Accept any interpretable representation of kanji in terms of index numbers,
UTF-8 character strings of length 1, UTF-8 codepoints
or kanjivec
objects and convert it to all or any of these
formats.
Usage
convert_kanji(
key,
output = c("all", "index", "character", "hexmode", "kanjivec"),
simplify = TRUE
)
Arguments
- key
an atomic vector or list of kanji in any combination of formats.
- output
a string describing the desired output.
- simplify
logical. Whether to simplify the output to an atomic vector or keep the structure of the original vector. In either case it depends on output whether this is possible.
Value
A vector of the same length as key. If simplify
is TRUE
, this is an
atomic vector for output = "index", "character" or "hexmode", and a list
for output = "kanjivec" or "all" a list.

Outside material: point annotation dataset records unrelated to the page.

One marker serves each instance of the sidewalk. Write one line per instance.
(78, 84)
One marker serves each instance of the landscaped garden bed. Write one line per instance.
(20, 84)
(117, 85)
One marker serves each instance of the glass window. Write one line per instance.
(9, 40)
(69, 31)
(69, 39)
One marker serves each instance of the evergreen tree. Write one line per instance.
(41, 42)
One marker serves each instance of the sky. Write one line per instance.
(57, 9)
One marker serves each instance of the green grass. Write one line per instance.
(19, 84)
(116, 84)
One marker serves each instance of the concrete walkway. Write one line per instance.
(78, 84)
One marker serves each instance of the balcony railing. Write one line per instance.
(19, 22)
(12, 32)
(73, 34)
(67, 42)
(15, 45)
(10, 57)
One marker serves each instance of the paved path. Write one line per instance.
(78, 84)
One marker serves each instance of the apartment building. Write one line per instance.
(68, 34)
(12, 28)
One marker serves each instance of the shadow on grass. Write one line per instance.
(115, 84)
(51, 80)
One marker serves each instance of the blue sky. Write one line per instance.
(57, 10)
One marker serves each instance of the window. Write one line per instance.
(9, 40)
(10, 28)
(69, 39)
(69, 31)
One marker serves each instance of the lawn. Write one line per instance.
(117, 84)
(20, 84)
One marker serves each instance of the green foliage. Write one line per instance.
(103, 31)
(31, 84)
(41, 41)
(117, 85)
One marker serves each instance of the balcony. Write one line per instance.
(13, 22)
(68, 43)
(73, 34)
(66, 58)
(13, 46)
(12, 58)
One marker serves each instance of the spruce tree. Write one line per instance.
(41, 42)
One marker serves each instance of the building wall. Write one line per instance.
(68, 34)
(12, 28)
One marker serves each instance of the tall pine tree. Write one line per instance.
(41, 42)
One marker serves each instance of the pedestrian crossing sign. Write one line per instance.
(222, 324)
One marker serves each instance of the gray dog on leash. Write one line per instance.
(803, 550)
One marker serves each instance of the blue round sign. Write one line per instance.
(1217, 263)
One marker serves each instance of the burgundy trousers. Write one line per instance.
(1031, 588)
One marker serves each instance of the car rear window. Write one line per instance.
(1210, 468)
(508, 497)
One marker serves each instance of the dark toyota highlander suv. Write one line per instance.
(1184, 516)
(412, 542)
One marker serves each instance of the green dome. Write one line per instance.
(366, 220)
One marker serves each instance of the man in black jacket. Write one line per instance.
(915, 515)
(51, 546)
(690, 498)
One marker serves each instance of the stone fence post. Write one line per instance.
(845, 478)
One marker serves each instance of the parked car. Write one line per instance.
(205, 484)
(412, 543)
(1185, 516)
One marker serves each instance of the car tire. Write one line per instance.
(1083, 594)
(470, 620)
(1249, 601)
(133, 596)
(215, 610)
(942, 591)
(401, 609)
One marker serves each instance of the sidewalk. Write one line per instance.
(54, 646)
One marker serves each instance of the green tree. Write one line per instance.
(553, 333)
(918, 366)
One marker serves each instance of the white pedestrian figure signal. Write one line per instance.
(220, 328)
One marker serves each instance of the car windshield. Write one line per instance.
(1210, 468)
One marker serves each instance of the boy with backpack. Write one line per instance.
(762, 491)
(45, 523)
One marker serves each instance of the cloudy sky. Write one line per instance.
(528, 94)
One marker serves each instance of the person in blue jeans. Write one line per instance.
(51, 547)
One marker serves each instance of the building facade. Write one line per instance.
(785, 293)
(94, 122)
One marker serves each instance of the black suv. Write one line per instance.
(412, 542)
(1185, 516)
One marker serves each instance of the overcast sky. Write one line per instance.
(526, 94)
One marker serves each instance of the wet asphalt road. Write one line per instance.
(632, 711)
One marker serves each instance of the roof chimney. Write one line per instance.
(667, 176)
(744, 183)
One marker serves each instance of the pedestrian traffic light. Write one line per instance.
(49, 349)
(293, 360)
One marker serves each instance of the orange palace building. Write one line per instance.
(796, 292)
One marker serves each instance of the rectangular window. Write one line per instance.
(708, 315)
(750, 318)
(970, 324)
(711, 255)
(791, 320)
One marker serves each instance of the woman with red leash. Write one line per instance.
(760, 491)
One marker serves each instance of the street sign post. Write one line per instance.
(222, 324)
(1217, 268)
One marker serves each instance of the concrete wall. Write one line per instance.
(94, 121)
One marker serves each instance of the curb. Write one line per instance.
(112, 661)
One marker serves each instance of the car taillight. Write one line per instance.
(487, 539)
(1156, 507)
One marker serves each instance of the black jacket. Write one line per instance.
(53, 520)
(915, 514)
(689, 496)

If simplify
is FALSE
, the original
structure (atomic or list) kept whenever possible.
Details
Index numbers are in terms of the order in kbase
. UTF-8 codepoints are
usually of class "hexmode", but character strings starting
with "0x" or "0X" are also accepted in the key
.
For output = "kanjivec"
, the GitHub package kanjistat.data has to be available or
an error is returned. For output = "all"
, component kanjivec is set to NA if
kanjistat.data is not available.
Examples
convert_kanji(as.hexmode("99ac"))
#> $index
#> [1] 155
#>
#> $character
#> [1] "馬"
#>
#> $hexmode
#> [1] "99ac"
#>
#> $kanjivec
#> Kanjivec representation of 馬 (Unicode 99ac)
#> 10 stroke vector graphics with depth 1 decomposition
#>
convert_kanji("0x99ac") # same
#> $index
#> [1] 155
#>
#> $character
#> [1] "馬"
#>
#> $hexmode
#> [1] "99ac"
#>
#> $kanjivec
#> Kanjivec representation of 馬 (Unicode 99ac)
#> 10 stroke vector graphics with depth 1 decomposition
#>
convert_kanji(500, "character") == kbase$kanji[500] # TRUE
#> [1] TRUE